Informatics Competency Level Based on Demographic Variables a
| Variables | Expert | Proficient | Competent | Advanced Beginner | Novice | Total | Sig. |
|---|---|---|---|---|---|---|---|
| Gender | 0.003 b | ||||||
| Male | 37.5 | 20.8 | 41.7 | 0.00 | 0.00 | 24 | |
| Female | 16.3 | 65.3 | 18.4 | 0.00 | 0.00 | 49 | |
| Academic rank | 0.001c | ||||||
| Educational instructor | 17.7 | 55.5 | 26.8 | 0.00 | 0.00 | 45 | |
| Clinical instructor | 9.0 | 9.0 | 63.6 | 0.00 | 0.00 | 11 | |
| Assistant professor | 84.6 | 7.7 | 0.00 | 7.7 | 0.00 | 13 | |
| Associate professor | 50.0 | 50.0 | 0.00 | 0.00 | 0.00 | 4 | |
| Teaching department | 0.001 c | ||||||
| Operating room | 0.00 | 50.0 | 50.0 | 0.00 | 0.00 | 12 | |
| Nursing | 40.0 | 43.3 | 16.7 | 0.00 | 0.00 | 30 | |
| Anesthesia | 13.3 | 33.3 | 33.3 | 13.3 | 0.00 | 15 | |
| Anesthesia/operating room | 0.00 | 100.0 | 0.00 | 00.0 | 0.00 | 3 | |
| Anesthesia/nursing | 0.00 | 100.0 | 0.00 | 00.0 | 0.00 | 2 | |
| Nursing/anesthesia/operating room | 45.5 | 54.5 | 0.00 | 0.00 | 0.00 | 11 | |
| Teaching experience, (y) | 0.001 c | ||||||
| 1 - 2 | 9.5 | 23.8 | 52.3 | 0.00 | 0.00 | 21 | |
| 3 - 5 | 23.8 | 52.4 | 23.8 | 0.00 | 0.00 | 21 | |
| 6 - 10 | 30.0 | 70.0 | 0.00 | 0.00 | 0.00 | 20 | |
| 11 - 15 | 77.7 | 22.3 | 0.00 | 0.00 | 0.00 | 9 | |
| Above 15 | 0.00 | 100.0 | 0.00 | 0.00 | 0.00 | 2 | |
| Educational level | 0.001 c | ||||||
| Associate/bachelor | 40.0 | 40.0 | 40.0 | 0.00 | 0.00 | 5 | |
| Bachelor | 13.5 | 48.0 | 28.8 | 0.00 | 0.00 | 52 | |
| Bachelor/master | 0.00 | 100.0 | 0.00 | 0.00 | 0.00 | 9 | |
| Master | 0.00 | 100.0 | 0.00 | 0.00 | 0.00 | 5 | |
| Master/doctoral | 100.0 | 0.00 | 0.00 | 0.00 | 0.00 | 2 | |
| Type of course | 0.001 c | ||||||
| Theoretical | 50.0 | 50.0 | 50.0 | 0.00 | 0.00 | 4 | |
| Theoretical/clinical internship | 33.3 | 33.3 | 33.3 | 0.00 | 0.00 | 12 | |
| Theoretical/clinical skills center | 37.5 | 50.0 | 0.00 | 12.5 | 0.00 | 8 | |
| Theoretical/community clinical internship | 0.00 | 100.0 | 0.00 | 0.00 | 0.00 | 1 | |
| Theoretical/clinical skills center/clinical internship | 28.5 | 58.0 | 13.5 | 0.00 | 0.00 | 31 | |
| Theoretical/clinical skills center/community clinical internship | 20.0 | 0.00 | 80.0 | 0.00 | 0.00 | 5 | |
| Clinical internship | 16.6 | 0.00 | 66.8 | 16.6 | 0.00 | 12 |
5. Discussion
With advances in technology, informatics has garnered significant attention in nursing education.
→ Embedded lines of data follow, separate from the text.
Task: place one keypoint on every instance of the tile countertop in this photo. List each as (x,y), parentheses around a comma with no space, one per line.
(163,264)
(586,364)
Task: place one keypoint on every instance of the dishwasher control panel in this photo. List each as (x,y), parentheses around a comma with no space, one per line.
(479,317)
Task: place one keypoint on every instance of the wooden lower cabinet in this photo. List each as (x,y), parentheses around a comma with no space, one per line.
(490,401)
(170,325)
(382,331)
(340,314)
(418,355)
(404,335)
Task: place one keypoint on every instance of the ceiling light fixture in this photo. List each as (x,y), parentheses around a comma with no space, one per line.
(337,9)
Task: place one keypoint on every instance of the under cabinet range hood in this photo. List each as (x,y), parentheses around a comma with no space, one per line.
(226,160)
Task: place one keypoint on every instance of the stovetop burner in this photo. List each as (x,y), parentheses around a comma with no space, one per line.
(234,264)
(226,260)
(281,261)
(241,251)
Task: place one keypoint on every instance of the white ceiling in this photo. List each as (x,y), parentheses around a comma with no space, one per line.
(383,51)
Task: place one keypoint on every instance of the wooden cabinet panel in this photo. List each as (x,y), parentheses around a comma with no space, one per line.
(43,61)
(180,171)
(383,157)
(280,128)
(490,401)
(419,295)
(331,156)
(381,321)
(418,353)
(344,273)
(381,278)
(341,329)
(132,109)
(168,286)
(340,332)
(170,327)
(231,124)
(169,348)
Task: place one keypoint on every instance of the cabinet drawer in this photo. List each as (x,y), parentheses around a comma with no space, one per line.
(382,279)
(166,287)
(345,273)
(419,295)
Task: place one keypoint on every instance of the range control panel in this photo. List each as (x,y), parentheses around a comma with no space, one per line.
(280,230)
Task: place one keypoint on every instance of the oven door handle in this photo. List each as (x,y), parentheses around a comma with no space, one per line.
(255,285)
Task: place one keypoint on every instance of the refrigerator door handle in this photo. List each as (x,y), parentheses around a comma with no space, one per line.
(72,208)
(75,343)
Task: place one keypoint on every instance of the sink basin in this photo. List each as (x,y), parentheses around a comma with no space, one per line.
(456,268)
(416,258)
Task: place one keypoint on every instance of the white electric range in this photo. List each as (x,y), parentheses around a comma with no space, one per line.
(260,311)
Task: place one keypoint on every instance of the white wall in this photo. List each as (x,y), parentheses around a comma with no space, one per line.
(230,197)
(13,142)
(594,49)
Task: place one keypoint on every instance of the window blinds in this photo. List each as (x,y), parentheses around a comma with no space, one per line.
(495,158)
According to the American Association of Colleges of Nursing (AACN) principles from 2021, integrating informatics competencies into nursing curricula requires certain actions, including the education of faculty members and enhancement of their informatics competencies (25).
The results of the current study revealed that the mean score of faculty members’ informatics competency was within the proficient range. Consistent with the findings of this research, a study conducted by Carter to investigate the informatics literacy of nursing students and faculty members at a university in the southeastern United States demonstrated that faculty members’ informatics literacy ranged from competent to proficient levels (26). Bove and Sauer also conducted a study to determine nursing faculty members’ informatics competency levels and to identify barriers to informatics education. The results of their research indicated a mean informatics competency score at the proficient level, with over 60% of faculty members reporting their skills at the proficient to expert levels. The most common barriers to integrating informatics into nursing curricula were technological challenges (17.2%), lack of knowledge (15.5%), and lack of resources (12.1%) (27). However, Hwang’s study demonstrated that nurses’ informatics competency was at the competent level (28). The slight differences in the results of these studies may be attributed to the types of educational programs, faculty empowerment, and the cultural context of the research settings in other countries. Additionally, the temporal trends of the studies suggest that nurses’ informatics competency scores have been increasing in recent years.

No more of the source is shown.